Continuing Physician Professional Development
Need CME? Check out the AMA's online offerings
Looking to fulfill your ongoing educational requirements? The AMA offers hundreds of continuing medical education (CME) activities that you can complete online at your convenience.
Activities in the AMA's online CME collection offer AMA PRA Category 1 Credit™ and are searchable by format or topic for easy access. There's something for everyone, with courses covering a broad range of subjects from patient care to physician leadership to practice administration.
Two recent additions help physicians understand how to apply the latest policies in the AMA Code of Medical Ethics to their daily practice of medicine. Using case scenarios, the first activity shows physicians how to be prudent stewards of health care resources; the second activity helps physicians ensure safe discharge of their patients amidst competing priorities.
The courses—free to AMA members—provide overviews of the new policies, outline factors to consider, present challenges physicians may face and suggest additional resources physicians can consult on these topics.
If you're looking to gain a better understanding of prescribing and treatment information for particular diseases, AMA Therapeutic Insights is the place to turn. This online CME newsletter contains the latest treatment guidelines as well as unique state- and national-level prescribing information for featured conditions. Each issue focuses on a different, specific disease topic, and new therapeutic topics are featured throughout the year.
Hundreds of CME activities also are available through The JAMA Network. Activities are searchable by topic or alongside the related journal article, running the gamut of clinical issues, from allergy and immunology to medical informatics to surgery. Establishing a user account allows you to track CME activities in which you have participated, and the system generates certificates for instant accreditation of completed activities.
Meeting your professional learning needs has never been easier with these convenient options. If you're not an AMA member, join today to gain access to the AMA's full collection of CME activities.
Continuing medical education should work to reduce bias
A recent commentary in the Journal of the American Medical Association calls for increased focus on potential bias in continuing medical education, versus conflict of interest (COI), which has generated the lion's share of attention.
The authors state that "bias in CME is more troubling than COIs, which involves only an unacceptable probability of bias," and that "bias may result from factors other than financial relationships with industry, including intellectual commitment to a therapeutic approach, limited expertise about the topic, methodological shortcomings, and poor judgment."

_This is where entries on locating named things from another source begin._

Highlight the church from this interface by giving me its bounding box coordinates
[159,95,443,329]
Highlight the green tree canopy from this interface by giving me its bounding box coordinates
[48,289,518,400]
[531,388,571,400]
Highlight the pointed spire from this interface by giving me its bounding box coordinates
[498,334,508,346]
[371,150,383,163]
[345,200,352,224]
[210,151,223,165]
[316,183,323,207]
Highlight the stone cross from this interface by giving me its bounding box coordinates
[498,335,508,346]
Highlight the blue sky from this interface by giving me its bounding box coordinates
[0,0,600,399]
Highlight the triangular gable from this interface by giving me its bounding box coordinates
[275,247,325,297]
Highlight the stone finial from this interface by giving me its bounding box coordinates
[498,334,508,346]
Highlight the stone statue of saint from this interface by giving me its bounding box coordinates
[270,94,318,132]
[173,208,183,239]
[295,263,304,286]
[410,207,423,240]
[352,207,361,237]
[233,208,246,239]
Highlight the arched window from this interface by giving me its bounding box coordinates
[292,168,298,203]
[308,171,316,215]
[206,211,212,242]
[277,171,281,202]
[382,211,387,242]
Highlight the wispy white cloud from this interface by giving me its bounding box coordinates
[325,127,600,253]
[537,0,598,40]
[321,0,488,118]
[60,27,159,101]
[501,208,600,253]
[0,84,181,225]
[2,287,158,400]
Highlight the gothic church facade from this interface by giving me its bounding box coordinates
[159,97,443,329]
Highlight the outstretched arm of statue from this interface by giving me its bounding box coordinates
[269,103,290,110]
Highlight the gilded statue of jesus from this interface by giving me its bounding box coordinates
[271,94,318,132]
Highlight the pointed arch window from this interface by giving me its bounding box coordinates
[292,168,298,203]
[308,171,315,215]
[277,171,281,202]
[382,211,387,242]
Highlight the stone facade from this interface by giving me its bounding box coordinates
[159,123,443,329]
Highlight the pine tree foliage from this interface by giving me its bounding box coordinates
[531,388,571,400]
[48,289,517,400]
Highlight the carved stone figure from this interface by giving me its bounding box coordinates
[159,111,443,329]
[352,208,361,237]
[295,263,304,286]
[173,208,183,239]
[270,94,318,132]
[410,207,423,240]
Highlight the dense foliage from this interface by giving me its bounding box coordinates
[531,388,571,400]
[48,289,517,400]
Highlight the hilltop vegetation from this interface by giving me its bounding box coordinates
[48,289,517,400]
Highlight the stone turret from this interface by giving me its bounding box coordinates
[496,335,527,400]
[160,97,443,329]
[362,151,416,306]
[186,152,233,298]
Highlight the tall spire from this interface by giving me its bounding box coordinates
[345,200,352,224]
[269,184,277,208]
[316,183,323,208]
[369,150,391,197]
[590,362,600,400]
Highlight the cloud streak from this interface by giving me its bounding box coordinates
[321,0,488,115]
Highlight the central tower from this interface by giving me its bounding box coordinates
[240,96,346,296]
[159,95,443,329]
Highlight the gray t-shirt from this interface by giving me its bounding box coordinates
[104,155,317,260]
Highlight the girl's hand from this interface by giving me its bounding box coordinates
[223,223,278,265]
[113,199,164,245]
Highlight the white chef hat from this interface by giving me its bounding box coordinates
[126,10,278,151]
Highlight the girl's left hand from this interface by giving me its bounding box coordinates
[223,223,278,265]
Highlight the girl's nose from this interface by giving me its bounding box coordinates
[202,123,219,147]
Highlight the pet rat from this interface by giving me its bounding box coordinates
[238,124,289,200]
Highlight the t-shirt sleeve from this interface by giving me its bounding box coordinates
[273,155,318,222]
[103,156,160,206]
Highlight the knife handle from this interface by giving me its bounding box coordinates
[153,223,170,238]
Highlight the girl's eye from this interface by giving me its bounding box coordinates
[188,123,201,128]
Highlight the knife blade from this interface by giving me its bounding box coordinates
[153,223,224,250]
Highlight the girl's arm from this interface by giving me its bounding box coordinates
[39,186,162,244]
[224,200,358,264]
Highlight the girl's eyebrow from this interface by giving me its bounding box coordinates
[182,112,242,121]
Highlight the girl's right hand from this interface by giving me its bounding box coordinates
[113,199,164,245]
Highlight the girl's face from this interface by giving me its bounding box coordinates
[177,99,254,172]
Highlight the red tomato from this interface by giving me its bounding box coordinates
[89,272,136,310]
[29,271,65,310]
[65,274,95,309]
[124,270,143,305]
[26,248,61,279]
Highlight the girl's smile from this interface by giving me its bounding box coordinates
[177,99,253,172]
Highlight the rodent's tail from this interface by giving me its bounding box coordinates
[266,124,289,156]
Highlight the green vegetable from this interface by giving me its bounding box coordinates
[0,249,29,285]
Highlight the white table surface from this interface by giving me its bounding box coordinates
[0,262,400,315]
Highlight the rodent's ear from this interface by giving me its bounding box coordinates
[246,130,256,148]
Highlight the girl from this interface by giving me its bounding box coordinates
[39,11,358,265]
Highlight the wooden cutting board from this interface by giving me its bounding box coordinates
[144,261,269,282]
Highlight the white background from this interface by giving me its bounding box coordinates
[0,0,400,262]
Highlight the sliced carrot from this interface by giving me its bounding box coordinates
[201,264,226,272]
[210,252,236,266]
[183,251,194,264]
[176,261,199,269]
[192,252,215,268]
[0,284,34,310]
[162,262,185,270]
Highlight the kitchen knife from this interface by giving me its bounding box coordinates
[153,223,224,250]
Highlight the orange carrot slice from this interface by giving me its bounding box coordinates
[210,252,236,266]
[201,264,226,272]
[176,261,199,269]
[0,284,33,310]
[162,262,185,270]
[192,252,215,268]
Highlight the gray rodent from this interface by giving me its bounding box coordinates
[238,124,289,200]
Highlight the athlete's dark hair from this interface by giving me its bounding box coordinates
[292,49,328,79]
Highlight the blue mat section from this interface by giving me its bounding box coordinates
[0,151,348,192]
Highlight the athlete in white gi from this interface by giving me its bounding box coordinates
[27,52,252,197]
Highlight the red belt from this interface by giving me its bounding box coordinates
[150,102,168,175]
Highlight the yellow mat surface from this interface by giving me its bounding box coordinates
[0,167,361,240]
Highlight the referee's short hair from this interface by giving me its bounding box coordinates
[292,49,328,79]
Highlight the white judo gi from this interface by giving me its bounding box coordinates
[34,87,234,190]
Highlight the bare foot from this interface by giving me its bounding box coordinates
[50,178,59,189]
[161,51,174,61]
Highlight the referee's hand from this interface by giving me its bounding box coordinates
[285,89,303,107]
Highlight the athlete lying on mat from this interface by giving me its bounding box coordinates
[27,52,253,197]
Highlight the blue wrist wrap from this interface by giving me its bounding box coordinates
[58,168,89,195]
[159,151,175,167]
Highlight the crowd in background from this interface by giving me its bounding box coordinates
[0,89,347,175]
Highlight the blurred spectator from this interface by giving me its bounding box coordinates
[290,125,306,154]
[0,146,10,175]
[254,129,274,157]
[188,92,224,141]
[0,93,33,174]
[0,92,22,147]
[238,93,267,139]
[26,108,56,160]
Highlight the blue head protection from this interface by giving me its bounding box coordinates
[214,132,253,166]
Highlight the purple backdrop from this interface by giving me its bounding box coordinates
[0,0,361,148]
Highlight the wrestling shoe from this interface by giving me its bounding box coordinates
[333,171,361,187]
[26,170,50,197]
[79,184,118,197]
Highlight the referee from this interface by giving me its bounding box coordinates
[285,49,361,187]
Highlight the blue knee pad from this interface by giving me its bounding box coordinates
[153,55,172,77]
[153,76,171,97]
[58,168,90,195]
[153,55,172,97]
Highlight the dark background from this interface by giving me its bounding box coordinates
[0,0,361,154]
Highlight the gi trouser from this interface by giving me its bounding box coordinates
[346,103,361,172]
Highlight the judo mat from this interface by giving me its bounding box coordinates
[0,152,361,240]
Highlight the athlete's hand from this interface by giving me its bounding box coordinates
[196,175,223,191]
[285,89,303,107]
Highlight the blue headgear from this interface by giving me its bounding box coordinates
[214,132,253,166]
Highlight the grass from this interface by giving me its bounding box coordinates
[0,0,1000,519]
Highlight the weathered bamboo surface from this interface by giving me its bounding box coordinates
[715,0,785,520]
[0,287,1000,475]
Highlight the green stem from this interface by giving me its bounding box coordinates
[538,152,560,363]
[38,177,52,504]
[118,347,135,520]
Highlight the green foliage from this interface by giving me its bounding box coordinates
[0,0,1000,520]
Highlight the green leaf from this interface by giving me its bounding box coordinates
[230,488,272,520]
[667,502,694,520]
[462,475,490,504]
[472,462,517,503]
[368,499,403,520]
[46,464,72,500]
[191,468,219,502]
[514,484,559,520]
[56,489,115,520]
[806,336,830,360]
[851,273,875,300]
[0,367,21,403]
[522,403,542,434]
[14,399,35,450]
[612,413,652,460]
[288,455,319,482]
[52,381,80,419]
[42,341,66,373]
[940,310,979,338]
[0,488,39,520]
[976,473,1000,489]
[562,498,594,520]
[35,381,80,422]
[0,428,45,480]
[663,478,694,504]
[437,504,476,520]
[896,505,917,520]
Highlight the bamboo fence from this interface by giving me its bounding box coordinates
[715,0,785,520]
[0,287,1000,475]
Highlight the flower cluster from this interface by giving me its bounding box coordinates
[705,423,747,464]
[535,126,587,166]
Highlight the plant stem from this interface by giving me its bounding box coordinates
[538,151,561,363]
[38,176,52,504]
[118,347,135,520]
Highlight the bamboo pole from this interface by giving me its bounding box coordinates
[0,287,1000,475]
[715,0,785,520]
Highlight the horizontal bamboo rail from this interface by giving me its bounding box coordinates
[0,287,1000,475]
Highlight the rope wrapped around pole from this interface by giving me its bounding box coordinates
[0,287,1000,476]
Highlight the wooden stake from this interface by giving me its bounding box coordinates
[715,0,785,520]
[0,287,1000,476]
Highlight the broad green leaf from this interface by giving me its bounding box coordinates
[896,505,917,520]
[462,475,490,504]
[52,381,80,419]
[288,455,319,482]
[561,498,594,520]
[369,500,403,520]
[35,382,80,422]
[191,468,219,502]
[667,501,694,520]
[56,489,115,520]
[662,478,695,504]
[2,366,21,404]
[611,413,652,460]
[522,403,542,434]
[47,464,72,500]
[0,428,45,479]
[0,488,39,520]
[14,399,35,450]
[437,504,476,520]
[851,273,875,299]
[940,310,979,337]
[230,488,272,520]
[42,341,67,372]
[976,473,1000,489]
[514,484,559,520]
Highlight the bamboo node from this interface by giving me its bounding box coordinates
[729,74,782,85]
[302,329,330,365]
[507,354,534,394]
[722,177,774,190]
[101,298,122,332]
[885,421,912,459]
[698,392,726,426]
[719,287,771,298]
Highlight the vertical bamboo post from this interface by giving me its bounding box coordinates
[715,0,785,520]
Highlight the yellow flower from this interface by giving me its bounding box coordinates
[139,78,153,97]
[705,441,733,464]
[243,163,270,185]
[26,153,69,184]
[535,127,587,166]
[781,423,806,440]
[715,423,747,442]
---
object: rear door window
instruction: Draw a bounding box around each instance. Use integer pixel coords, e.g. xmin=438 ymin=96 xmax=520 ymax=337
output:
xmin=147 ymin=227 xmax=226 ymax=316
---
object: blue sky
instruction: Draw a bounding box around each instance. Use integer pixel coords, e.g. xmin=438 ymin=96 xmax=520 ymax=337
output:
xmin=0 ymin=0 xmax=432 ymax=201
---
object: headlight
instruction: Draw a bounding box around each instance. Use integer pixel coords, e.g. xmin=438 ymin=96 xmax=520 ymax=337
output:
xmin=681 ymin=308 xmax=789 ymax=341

They also propose a set of sample questions to help determine the presence of bias in a given presentation:
- Does the presentation compare options for managing the condition, including generic drugs and lifestyle changes?
- Does the presentation use a critical literature review or meta-analysis to summarize the totality of evidence?
- Are the limitations of data for new therapies discussed?
- What important pertinent topics are missing from the presentation or course?
The authors conclude, "Bias in CME can ultimately harm patients. To improve their quality and integrity, CME programs should adopt stronger measures to identify and eliminate bias."